Endocrine Society 2016 awards recognise outstanding scientists
Four scientists have received an “Outstanding Public Service Award” 2016 from the Endocrine Society for raising global awareness of the health effects of endocrine-disrupting chemicals (EDCs).
The Outstanding Public Service Award is one of the Endocrine Society’s prestigious 2016 Laureate Awards. Established in 1944, the awards recognise the highest achievements in the endocrinology field, including ground-breaking research and innovations in clinical care. The Endocrine Society presented the awards to a total of 18 winners at ENDO 2016, the Society’s 98th Annual Meeting and Expo in Boston earlier this month.
The four winners in the “health effects of EDCs” category are
Jean-Pierre Bourguignon (right), Professor of Pediatrics and Head of Pediatric Endocrinology at the University Hospital Centre in Belgium who is the founding president of the Belgian Society for Pediatric Endocrinology and Diabetology and co-chair of the Endocrine Society Global and European EDC Policy Task Forces. The goal of this work has been to provide scientific expertise on endocrine systems to the broad community of stakeholders including regulators, industries, public health NGOs and the public.
Andrea C. Gore (left), Professor and Vacek Chair of Pharmacology at the University of Texas at Austin. She is the Editor-in-Chief of the basic science journal Endocrinology, lead author of the Endocrine Society’s upcoming Scientific Statement on Endocrine-Disrupting Chemicals and author of IPEN’s introductory guide to EDCs for policymakers and public interest organisations.
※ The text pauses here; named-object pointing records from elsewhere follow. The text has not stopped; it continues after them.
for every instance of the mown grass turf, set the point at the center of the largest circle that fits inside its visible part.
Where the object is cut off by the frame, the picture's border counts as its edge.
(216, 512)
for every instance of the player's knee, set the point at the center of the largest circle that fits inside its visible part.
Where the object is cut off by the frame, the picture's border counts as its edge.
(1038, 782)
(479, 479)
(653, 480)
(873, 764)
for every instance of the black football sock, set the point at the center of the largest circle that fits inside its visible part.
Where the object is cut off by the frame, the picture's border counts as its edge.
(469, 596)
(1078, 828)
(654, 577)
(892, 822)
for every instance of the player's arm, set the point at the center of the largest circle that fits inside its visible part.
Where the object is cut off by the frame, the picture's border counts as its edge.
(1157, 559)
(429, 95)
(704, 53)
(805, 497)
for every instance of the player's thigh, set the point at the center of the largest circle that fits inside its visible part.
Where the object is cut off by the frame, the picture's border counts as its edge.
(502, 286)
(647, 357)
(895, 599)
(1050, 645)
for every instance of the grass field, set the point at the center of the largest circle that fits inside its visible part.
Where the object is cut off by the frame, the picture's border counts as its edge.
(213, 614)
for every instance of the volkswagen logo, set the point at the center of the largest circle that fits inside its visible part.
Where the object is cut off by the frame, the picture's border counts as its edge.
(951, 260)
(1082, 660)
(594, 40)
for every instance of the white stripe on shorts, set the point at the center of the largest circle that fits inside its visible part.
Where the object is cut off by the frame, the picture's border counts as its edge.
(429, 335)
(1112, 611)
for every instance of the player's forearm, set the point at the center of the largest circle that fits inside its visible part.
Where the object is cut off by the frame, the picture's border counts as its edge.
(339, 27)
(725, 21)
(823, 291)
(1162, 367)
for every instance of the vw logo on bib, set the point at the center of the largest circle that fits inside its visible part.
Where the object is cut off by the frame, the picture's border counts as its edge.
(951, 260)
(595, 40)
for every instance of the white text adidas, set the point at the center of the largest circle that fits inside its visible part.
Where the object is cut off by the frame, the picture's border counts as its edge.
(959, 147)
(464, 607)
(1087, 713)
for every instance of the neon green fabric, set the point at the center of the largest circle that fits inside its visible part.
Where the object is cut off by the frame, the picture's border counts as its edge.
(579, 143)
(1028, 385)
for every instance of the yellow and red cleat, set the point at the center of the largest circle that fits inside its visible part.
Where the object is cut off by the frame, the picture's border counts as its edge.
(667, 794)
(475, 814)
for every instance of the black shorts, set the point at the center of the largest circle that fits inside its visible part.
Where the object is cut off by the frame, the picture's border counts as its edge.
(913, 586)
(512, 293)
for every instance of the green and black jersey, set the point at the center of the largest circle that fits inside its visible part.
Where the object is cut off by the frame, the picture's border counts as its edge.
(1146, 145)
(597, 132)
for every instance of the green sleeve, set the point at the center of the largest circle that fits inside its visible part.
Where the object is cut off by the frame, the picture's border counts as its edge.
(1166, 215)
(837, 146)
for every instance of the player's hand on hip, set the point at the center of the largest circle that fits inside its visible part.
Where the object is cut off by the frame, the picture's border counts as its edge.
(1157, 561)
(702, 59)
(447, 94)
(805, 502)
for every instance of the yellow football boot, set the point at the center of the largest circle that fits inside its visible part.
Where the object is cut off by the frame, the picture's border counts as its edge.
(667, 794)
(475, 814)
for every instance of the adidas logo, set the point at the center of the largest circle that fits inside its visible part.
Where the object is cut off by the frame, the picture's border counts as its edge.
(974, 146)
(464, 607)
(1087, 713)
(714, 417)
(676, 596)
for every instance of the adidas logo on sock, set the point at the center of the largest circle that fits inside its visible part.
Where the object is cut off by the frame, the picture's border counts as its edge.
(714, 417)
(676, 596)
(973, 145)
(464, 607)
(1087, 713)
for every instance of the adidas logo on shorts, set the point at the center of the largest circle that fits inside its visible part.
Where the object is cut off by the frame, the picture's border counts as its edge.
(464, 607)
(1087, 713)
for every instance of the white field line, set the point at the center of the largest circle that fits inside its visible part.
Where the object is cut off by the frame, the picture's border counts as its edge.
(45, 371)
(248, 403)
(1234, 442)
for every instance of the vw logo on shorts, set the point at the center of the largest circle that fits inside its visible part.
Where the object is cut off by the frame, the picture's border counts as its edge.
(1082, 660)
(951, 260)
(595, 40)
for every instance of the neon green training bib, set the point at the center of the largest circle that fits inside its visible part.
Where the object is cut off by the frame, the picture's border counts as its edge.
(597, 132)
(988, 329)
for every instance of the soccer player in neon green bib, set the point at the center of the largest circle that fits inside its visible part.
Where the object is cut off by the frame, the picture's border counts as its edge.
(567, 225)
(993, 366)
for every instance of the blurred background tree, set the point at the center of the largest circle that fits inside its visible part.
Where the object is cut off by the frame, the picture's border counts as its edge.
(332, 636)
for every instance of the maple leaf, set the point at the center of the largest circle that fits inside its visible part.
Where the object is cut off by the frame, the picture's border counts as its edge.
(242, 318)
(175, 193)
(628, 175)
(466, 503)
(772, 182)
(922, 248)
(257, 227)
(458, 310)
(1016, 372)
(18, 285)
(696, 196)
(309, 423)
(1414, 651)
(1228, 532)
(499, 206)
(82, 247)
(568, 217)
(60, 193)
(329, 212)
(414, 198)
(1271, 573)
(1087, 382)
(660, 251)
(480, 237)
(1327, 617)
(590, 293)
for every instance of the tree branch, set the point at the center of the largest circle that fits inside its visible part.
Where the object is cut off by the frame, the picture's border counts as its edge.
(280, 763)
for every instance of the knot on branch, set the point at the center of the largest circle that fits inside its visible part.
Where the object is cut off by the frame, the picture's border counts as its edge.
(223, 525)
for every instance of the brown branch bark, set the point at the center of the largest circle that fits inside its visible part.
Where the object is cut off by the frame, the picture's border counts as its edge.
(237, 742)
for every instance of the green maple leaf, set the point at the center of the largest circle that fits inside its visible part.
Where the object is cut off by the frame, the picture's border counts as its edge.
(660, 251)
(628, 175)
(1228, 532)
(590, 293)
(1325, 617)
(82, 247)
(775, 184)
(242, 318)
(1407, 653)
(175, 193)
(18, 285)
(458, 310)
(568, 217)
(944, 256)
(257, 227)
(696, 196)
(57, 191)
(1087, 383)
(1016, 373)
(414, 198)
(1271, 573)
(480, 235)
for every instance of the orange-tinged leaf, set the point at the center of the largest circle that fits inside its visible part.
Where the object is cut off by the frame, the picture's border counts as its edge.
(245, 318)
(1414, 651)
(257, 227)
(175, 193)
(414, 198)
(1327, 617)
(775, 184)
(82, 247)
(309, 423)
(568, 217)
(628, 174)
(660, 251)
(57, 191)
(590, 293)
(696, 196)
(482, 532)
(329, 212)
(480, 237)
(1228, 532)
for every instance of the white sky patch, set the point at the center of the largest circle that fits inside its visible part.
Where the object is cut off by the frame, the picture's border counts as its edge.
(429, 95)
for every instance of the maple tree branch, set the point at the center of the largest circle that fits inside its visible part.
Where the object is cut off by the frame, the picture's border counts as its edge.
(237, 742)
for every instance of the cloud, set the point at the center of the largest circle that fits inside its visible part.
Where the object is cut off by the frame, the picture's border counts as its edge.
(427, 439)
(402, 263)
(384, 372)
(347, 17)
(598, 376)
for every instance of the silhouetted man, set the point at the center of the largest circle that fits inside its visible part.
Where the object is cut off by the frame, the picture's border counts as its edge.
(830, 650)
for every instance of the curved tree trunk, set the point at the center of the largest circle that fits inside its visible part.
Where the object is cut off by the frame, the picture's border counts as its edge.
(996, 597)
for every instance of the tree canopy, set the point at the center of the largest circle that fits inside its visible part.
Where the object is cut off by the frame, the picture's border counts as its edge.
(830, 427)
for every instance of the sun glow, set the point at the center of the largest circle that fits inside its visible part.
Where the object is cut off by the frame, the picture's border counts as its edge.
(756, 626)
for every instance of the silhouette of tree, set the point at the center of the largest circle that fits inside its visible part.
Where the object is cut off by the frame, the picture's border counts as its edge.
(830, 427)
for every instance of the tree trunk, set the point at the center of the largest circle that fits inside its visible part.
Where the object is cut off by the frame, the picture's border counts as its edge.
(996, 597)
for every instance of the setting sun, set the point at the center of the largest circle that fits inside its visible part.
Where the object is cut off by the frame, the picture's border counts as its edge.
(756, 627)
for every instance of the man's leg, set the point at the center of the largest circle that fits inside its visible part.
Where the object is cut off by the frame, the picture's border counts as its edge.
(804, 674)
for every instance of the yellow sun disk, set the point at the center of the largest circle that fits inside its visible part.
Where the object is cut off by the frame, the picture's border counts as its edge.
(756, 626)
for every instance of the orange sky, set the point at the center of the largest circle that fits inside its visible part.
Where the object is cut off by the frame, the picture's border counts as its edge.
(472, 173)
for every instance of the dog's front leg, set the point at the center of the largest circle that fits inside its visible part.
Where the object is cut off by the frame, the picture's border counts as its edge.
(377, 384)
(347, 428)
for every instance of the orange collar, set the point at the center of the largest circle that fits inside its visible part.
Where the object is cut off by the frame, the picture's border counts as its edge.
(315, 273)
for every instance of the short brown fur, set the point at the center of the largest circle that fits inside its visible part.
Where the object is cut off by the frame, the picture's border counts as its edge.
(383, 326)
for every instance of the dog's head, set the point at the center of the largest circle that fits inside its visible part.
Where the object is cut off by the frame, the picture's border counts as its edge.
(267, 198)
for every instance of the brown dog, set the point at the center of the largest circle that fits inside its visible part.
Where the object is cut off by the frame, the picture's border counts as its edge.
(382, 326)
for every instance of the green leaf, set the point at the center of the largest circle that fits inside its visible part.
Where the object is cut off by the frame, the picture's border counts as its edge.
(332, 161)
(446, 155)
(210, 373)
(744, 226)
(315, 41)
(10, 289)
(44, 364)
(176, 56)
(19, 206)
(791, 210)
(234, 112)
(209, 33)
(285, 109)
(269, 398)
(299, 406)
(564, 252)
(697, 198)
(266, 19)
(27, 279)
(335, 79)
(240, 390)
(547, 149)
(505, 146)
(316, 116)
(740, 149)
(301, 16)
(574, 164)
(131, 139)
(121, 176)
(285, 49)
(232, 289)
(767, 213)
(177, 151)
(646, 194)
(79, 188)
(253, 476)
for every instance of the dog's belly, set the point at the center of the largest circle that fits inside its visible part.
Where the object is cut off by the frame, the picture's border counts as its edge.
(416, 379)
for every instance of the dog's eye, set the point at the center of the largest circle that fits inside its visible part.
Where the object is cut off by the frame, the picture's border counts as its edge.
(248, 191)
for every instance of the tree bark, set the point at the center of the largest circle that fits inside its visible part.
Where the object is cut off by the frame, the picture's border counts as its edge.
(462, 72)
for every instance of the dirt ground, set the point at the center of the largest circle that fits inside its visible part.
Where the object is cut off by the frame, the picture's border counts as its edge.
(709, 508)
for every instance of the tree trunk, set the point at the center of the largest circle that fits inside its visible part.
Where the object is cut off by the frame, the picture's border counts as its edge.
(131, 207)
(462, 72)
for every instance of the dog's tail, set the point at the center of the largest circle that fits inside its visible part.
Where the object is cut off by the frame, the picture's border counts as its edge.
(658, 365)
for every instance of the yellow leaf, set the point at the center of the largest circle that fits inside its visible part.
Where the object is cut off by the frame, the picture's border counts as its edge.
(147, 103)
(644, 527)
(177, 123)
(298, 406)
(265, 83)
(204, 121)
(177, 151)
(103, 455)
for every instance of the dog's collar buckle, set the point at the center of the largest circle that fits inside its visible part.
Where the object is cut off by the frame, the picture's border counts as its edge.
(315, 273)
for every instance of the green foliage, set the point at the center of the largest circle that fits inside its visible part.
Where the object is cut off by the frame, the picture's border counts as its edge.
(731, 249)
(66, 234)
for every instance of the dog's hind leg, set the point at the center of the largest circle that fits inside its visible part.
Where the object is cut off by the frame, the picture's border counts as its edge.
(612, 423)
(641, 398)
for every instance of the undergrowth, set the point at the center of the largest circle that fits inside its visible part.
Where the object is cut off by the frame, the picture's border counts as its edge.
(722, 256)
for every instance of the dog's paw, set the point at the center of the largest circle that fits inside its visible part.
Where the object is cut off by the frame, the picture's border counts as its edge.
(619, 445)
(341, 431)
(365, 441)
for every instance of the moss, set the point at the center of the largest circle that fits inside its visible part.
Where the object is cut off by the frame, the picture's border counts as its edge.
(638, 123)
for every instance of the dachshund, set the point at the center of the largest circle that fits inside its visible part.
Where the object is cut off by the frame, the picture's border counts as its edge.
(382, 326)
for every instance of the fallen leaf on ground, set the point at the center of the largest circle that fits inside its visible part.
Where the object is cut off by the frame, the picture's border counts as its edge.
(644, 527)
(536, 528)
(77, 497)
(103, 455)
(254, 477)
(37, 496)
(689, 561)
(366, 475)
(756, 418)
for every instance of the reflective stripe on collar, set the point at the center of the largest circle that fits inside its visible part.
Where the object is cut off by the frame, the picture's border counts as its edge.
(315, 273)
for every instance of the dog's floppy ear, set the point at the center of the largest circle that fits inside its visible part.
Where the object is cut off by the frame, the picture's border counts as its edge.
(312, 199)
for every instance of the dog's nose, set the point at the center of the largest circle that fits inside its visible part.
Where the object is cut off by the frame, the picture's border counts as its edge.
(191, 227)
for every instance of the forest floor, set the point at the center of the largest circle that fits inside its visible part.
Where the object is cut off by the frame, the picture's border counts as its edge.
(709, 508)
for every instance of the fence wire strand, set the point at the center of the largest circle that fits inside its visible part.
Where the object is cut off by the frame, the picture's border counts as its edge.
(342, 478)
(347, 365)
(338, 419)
John P. Myers, founder CEO and Chief Scientist of Environmental Health Sciences, a non-profit organisation founded in 2002 to increase public understanding of the scientific links between environmental factors and human health. He co-authored “Our Stolen Future”, a book that explores the scientific basis of the concern that endocrine disrupting contaminants in the environment threaten fetal development.
R. Thomas Zoeller, Professor of the Biology Department at the University of Massachusetts Amherst, where he studies thyroid hormone action on brain development and environmental disruption of thyroid hormone action. Zoeller is a member of the United Nations Environment Programme Advisory Group on EDCs and serves as co-chair of the Endocrine Society Global and European EDC Policy Task Forces with Professor Bourguignon.